Image Los pecados contra el sexto mandamiento se han multiplicado, incluso dentro de la propia Iglesia católica. Es una pena, una terrible pena.

Por Jaime Septién

Los pecados contra el sexto mandamiento se han multiplicado, incluso dentro de la propia Iglesia católica. Es una pena, una terrible pena. Pero se explica (aunque no se justifica) por la atmósfera súper erotizada que han creado los medios de comunicación. Todo vale con tal de que cumpla con acrecentar mi propio placer. Usar al otro, hacerlo objeto de mis apetencias, destruir la familia, acabar con la virtud, con el valor, con la práctica de la fidelidad…

Lo que importa hoy es no tener convicciones. Y la fidelidad es una convicción profunda, un apego a lo que el filósofo judío Emmanuel Levinás llamaba “el humanismo del otro hombre”. Es muy sencillo (y absolutamente estéril) reclamar actos humanos para mi dignidad. Es terriblemente complicado (aunque no debería serlo) respetar la dignidad humana del otro. Menos aún debería serlo para los cristianos que vemos a Cristo en el otro (pero, ¿de verdad lo vemos?).

La crisis de la fidelidad toca a todos los estamentos sociales, a todos los niveles económicos, a todas las instituciones. Viene desde el principio, cuando se nos enseña en la casa a simular, a decir que sí cuando es no, a mentir, a relajar la conducta, a perseguir nuestra individualidad, a sobresalir sin importar cómo, a dejar atrás a los demás, a hacerlos a un lado, si es “necesario”, a eliminarlos. De ahí a tomar la mujer o el hombre del prójimo, a violentar el vínculo sagrado del matrimonio, a buscar el placer en donde se pueda y con quien se pueda, hay un pequeño trecho (que es fácil saltar: la sociedad consumista, el sistema vociferante de los medios, pone el puente: nosotros “solamente tenemos que cruzarlo”).

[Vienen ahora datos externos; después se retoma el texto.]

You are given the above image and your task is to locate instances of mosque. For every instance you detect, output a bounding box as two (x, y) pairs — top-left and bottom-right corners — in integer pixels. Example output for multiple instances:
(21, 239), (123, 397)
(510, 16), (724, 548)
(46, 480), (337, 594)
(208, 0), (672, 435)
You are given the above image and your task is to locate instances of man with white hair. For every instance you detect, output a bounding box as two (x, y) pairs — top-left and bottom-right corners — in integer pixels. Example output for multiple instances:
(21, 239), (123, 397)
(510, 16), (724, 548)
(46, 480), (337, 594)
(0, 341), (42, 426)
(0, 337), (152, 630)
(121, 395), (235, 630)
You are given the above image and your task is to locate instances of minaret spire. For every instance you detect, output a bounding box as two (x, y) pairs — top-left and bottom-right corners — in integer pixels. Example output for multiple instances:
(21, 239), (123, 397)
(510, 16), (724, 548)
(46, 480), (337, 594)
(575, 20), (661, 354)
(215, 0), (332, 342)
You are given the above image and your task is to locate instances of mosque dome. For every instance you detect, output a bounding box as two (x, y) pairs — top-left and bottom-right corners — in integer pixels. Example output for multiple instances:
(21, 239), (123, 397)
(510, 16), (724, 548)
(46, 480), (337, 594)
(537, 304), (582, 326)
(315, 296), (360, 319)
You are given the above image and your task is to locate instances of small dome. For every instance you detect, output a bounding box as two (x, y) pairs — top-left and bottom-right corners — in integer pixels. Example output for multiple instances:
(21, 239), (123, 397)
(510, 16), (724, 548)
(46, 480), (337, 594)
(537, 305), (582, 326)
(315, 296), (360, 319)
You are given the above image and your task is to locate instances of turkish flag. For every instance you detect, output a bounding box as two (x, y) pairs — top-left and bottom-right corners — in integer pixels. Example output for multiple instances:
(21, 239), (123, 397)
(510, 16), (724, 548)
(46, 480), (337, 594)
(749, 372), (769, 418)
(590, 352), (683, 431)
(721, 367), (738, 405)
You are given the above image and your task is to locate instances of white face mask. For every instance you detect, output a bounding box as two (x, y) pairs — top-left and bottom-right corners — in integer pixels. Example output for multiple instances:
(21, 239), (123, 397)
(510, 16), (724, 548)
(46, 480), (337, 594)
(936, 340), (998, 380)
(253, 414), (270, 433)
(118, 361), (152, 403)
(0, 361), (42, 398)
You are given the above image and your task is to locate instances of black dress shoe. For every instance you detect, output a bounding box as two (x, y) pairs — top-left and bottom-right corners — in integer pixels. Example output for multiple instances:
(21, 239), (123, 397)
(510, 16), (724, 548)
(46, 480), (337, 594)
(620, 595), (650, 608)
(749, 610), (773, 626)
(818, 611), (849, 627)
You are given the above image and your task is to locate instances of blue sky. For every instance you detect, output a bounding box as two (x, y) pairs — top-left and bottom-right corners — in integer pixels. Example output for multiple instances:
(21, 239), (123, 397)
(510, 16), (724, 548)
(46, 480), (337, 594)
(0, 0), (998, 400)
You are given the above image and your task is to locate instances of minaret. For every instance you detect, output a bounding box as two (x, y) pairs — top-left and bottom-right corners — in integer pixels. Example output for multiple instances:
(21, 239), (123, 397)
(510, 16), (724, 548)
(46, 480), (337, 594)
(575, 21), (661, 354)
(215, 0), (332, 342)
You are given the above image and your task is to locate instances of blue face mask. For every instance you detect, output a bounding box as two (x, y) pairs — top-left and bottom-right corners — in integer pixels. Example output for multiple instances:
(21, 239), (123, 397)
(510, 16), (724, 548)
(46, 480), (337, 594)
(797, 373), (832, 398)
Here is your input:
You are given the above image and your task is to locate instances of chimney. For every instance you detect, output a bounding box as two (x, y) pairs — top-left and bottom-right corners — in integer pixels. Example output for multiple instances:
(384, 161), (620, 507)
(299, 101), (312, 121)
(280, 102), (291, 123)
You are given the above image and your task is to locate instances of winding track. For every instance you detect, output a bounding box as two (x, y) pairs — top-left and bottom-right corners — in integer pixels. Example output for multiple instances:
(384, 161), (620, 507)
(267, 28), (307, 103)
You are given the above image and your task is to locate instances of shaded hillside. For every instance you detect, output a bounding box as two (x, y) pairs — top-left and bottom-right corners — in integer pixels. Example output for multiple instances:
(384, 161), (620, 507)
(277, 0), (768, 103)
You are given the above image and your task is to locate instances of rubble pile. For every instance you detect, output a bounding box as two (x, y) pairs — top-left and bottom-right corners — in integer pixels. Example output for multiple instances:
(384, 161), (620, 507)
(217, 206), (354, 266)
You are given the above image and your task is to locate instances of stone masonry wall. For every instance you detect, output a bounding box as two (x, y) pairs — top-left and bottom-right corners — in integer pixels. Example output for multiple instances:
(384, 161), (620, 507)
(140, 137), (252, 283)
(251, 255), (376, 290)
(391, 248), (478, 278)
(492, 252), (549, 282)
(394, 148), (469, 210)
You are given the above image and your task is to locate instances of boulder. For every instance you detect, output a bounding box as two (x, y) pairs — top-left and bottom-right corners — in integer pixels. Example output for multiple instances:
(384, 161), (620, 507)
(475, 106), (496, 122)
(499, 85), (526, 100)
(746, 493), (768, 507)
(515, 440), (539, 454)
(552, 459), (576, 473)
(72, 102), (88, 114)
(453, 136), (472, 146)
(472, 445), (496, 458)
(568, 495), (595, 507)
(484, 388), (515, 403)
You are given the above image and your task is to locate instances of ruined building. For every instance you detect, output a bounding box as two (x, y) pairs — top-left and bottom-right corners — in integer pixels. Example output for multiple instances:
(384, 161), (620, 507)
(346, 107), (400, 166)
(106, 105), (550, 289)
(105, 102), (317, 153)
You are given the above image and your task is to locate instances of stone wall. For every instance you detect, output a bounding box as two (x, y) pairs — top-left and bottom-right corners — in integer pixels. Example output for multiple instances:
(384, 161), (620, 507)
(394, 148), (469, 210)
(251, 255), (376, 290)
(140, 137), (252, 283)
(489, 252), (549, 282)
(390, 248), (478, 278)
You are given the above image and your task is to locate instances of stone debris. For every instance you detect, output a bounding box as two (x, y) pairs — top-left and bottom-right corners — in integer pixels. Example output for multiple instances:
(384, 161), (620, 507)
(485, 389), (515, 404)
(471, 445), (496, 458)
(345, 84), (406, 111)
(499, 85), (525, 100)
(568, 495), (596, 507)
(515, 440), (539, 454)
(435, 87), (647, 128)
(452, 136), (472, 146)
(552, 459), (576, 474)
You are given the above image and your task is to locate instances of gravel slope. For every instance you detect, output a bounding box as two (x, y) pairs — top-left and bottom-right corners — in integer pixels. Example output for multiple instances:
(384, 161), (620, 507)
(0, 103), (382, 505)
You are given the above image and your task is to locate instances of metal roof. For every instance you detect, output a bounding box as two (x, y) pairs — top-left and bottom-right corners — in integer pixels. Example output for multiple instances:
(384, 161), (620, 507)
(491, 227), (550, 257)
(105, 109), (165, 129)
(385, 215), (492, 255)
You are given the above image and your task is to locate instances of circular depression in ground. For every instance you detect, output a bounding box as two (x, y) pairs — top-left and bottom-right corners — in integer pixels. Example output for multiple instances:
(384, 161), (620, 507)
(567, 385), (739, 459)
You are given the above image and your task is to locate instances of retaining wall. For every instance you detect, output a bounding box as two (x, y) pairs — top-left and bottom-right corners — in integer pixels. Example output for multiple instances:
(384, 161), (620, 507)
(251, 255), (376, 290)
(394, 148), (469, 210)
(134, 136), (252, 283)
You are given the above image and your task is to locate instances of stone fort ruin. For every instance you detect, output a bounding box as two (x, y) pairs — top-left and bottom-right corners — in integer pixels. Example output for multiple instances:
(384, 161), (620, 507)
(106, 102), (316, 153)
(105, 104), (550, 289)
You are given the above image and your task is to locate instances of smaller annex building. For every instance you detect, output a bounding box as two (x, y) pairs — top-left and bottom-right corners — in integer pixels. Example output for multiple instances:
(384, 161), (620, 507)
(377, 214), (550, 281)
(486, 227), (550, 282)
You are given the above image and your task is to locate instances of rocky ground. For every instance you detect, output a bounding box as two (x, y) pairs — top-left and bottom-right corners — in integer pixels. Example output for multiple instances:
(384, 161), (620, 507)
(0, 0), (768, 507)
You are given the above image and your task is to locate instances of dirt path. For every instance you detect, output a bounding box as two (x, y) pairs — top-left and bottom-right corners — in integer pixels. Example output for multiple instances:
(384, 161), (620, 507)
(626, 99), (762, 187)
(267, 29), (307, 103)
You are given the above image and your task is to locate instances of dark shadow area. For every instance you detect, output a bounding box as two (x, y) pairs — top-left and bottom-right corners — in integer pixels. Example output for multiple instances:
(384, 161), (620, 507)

¿Cómo recobrar el don de la sexualidad y protegerlo en nosotros los casados, en los hijos, en la familia, en la Iglesia? Recobrando algo que hemos dejado ir en el camino (por miedo al qué dirán, por vergüenza, por temor a “quedarnos solos”): recuperando el orgullo por la palabra dada, por el cumplimiento de los acuerdos, por el sacrificio y el regalo al otro de mí intimidad. Quien es fiel a sus principios no juega con las circunstancias. Se sabe débil, pero pleno de sentido. Se sabe otro Cristo, y eso le basta.